Nick knew that bark. It was Mutt’s happy-to-see-you-glad-you’re-home bark. Smallbone must be back.
He looked around for somewhere to hide. Under the table was too open; behind the chair was too far away. And it was too late now anyway, because Smallbone was standing in the door, glasses blazing, beard bristling, coat skirts quivering with fury.
“What in Sam Hill do you think you’re doing in my tower, boy?”
There was no good answer to this question. Nick clutched
Water and Earth
to his chest, feeling oddly calm. “Looking around,” he said. “You left the door unlocked.”
“Unlocked!” Smallbone growled. “I’ll show you unlocked!” And he raised his hand in an all-too-familiar gesture.
Nick gritted his teeth. This was it. He couldn’t stop Smallbone’s spell, but he should be able to turn himself back — if he could just hold on to his human mind. Know who you are,
Animal You
had told him. All right. Who was he?
I’m Nick
, he told himself.
I’m an elemental wizard, even though I don’t know much about it yet. I like science fiction and I can milk goats and cook. I’m smart enough to make an evil wizard think I’m dumb. I’m Nick Reynaud of Beaton, Maine, and some old geezer in an ugly old coat can’t make me be any different
.
The other times Smallbone had transformed Nick, everything had gone fuzzy or black, and next thing he knew, he was waking up with a set of strange new memories to sort out. This time, he felt the change as it happened. It was a little like having the measles and a little like riding a roller coaster and a lot like something he’d rather not go through again.
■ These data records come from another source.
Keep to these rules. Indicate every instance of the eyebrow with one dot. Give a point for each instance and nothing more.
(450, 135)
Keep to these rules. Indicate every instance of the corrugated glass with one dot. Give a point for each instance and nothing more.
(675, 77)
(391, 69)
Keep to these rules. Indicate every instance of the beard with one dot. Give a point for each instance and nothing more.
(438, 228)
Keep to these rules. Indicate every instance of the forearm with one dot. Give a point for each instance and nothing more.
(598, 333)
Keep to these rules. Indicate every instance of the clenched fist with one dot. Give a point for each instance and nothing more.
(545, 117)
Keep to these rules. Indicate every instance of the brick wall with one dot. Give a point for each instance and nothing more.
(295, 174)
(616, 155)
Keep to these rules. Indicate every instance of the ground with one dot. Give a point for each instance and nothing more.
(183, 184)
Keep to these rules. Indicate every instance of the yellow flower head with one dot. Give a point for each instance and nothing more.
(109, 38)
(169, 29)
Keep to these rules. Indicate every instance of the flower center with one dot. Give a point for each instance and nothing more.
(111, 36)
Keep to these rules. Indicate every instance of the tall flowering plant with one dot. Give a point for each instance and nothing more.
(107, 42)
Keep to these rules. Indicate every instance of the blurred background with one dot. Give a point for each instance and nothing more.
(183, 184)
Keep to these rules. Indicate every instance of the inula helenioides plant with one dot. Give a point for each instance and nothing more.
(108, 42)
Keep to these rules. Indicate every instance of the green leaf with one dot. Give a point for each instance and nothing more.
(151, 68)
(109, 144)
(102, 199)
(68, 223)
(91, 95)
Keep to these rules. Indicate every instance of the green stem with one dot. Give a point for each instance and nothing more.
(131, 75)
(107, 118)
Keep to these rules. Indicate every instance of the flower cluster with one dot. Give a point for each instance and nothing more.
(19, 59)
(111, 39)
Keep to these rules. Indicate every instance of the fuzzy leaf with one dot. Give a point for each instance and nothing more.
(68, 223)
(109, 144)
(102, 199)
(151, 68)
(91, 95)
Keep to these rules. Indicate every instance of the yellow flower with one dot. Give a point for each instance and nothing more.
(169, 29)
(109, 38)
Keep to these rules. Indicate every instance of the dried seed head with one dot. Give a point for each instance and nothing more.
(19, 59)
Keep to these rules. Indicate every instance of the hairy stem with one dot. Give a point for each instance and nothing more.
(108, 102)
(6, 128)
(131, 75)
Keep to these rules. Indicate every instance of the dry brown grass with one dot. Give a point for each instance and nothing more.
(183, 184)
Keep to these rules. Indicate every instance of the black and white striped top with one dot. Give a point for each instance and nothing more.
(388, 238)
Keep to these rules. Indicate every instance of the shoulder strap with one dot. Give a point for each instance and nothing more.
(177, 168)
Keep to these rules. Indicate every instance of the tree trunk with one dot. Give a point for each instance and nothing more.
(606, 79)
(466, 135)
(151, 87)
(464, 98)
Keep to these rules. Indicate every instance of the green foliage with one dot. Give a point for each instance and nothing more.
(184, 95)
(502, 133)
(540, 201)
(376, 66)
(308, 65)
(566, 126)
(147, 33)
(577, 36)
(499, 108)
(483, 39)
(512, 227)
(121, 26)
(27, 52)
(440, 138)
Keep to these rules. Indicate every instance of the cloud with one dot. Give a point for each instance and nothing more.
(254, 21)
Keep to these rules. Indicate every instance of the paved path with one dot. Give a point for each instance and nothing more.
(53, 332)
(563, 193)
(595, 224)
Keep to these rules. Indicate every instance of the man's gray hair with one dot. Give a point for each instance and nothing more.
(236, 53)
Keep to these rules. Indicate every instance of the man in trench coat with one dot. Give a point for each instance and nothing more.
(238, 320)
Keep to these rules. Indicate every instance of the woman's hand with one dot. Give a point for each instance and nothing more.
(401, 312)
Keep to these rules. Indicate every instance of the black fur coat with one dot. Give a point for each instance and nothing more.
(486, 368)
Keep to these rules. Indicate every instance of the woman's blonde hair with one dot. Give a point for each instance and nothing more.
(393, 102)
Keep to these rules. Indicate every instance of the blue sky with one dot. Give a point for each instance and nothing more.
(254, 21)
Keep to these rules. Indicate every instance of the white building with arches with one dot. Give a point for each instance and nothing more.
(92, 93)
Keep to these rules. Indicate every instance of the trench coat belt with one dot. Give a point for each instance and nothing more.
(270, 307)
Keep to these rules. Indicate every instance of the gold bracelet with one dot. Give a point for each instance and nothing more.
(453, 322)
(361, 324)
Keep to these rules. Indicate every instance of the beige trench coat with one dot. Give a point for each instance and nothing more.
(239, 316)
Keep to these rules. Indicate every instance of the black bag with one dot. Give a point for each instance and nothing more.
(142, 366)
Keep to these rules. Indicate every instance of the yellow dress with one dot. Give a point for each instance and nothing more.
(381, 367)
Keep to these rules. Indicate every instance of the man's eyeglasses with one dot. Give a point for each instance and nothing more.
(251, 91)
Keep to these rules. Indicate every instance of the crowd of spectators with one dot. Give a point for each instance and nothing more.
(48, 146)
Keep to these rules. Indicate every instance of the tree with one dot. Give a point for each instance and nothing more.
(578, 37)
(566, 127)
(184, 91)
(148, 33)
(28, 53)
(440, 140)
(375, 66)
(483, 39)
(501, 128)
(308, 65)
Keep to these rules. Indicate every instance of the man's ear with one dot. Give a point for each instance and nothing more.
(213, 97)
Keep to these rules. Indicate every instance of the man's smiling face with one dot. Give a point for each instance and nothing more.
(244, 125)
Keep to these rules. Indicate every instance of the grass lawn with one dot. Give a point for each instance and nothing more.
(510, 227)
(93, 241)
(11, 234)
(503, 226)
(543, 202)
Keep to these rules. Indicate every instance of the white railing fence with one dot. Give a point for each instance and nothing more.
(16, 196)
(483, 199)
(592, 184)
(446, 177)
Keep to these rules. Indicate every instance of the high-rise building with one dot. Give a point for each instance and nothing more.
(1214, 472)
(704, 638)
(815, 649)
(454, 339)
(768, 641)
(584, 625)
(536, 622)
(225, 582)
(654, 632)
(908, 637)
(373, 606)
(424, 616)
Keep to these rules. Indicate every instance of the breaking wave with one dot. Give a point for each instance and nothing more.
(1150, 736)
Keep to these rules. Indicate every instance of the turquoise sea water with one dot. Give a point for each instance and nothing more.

Then it was over, and Nick was still Nick, with all his human memories intact.
In a rat’s body. With a rat’s senses and instincts. It was like seeing double, only inside your head.
The smell of dog hit Nick like a sledgehammer, sending him scuttling to the safety of the wall. He scurried farther into the darkness, looking for a place to hide, his sensitive whiskers guiding him around and over piles of books, until he was stopped by something big and solid.
He sniffed carefully. Meat and wood and salt and age, and something dark and jumpy and sharp, like old blood and lightning.
Box full of magic
, his boy-self said.
Danger
, his rat-self added.
Run away!
He darted through a crack that led to the narrow space behind the wall.
As soon as he was safe, Nick peed and pooped on the floor. Then he sniffed what he’d done, because that’s what rats do. One part of him confirmed that he was a healthy young male rat and that he was afraid. The human part thought,
Ew, gross
, and backed away.
I am Nick Reynaud
, he thought.
My best friend is a bookshop. I know magic. I can turn myself back into my right shape any time I want
.
He could feel the words of the spell in his mind, ready to do their job, but his heart was beating too fast for him to concentrate. Which was probably a good thing, since the space between the walls would be a tight fit for a twelve-year-old boy, even a skinny one.
There was nobody to fight, nobody to yell at. He was alone and lost and, yes, he had to admit it, scared out of his mind. Half of him wanted to stay very still and hope it would all go away. The other half, the stubborn half, was telling him to get his furry butt in gear and search out a good place for his transformation.
He squeaked experimentally and listened to the echoes. The walls were there and there. All he had to do was go straight, and he’d be, well, somewhere else. The crack he’d escaped through couldn’t be the only rat hole in the place. He scuttled into the darkness, squeaking at intervals, investigating with his whiskers anything that sounded promising. The first opening he came to was stuffed with steel wool. He tried to chew through it and only cut his mouth. The next crack was also blocked, and the next and the next. The next was stuffed with paper folded into a fat packet. When Nick gave it a hopeful shove with his nose, his whiskers tingled.
Magic
, he thought, and left it alone.
Beyond that was a solid stone wall and a hole in the floor that smelled of dust and damp plaster, magic, and — was that bacon grease?
Rat-Nick was suddenly ravenous, but boy-Nick knew that getting lost in the walls was not going to help him. He retraced his route to Smallbone’s workshop, stuck his nose cautiously through the crack, and sniffed. Smallbone and the dogs were gone, so he emerged.